Kapitel 5: Vor siebeneinhalb Jahren
     
    Der Flug nach Sedona, Arizona, war genauso lang und anstrengend, wie die Haverpore -Vertriebler es befürchtet hatten. Vielleicht stürmten die meisten deshalb so schnell zum Ausgang, als der Jetliner endlich auf dem Rollfeld des Airports gelandet war. Dabei stolperten sie dauernd über ihre eigenen Füße, blieben an den Lehnen hängen und hauten den noch Sitzenden ihre Jacken, Laptoptaschen und Ellenbogen um die Ohren. Das Hickhack war unbeschreiblich.
    Blöderweise kippte dabei auch noch Claudias Tomatensaftglas um, und beim Anblick der blutroten Lache, die sich über ihren Schoß ergoss, kreischte sie urplötzlich los und konnte sich kaum wieder beruhigen.
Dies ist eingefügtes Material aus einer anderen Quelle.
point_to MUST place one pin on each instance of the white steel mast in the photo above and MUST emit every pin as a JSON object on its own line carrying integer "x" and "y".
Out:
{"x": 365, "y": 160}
Sie wollte raus hier, nur raus hier!
    Frank hielt sie zurück und half ihr, das Malheur halbwegs zu beseitigen.
    „Wenigstens klatschen sie nicht, diese Idioten“, sagte er dann und sah die anderen Passagiere verächtlich an. „Das hat mich früher in den Urlaubsbombern immer so aufgeregt: dieser dämliche Applaus. Stellt euch das mal in der U- oder S-Bahn vor. Da sagt der Fahrer doch auch nicht: Nächster Halt: Krumme Lanke. Endstation. Alle Mann aussteigen. Und dann jubeln die Leute los.“
    „Bleib cool, Frank, nur nicht aufregen“, sagte René, der schon die ganze Zeit stocksteif  und mit schmerzverzerrtem Gesicht dasaß.
    Da kam Claudia wieder zu sich und musterte ihn. Es war ihm schon den ganzen Flug über nicht gut gegangen, aber er hatte wie üblich nicht darüber reden wollen.
    Schließlich riss sie sich von seinem Anblick los und sagte zu Frank: „Die stehen nachher noch lange genug in der Schlange, genauso wie wir.“
    Es kam auch so. Sie brauchten geschlagene zwei Stunden, ehe sie das Flughafengebäude verlassen konnten. Die Kollegen schimpften wie die Rohrspatzen, aber Claudia beachtete sie nicht, denn sie merkte, dass es René zunehmend schlechter ging. Er konnte sich kaum noch auf den Beinen halten. Der kalte Schweiß brach ihm aus allen Poren, und der Schmerz schien seinen Körper förmlich zu verbrennen.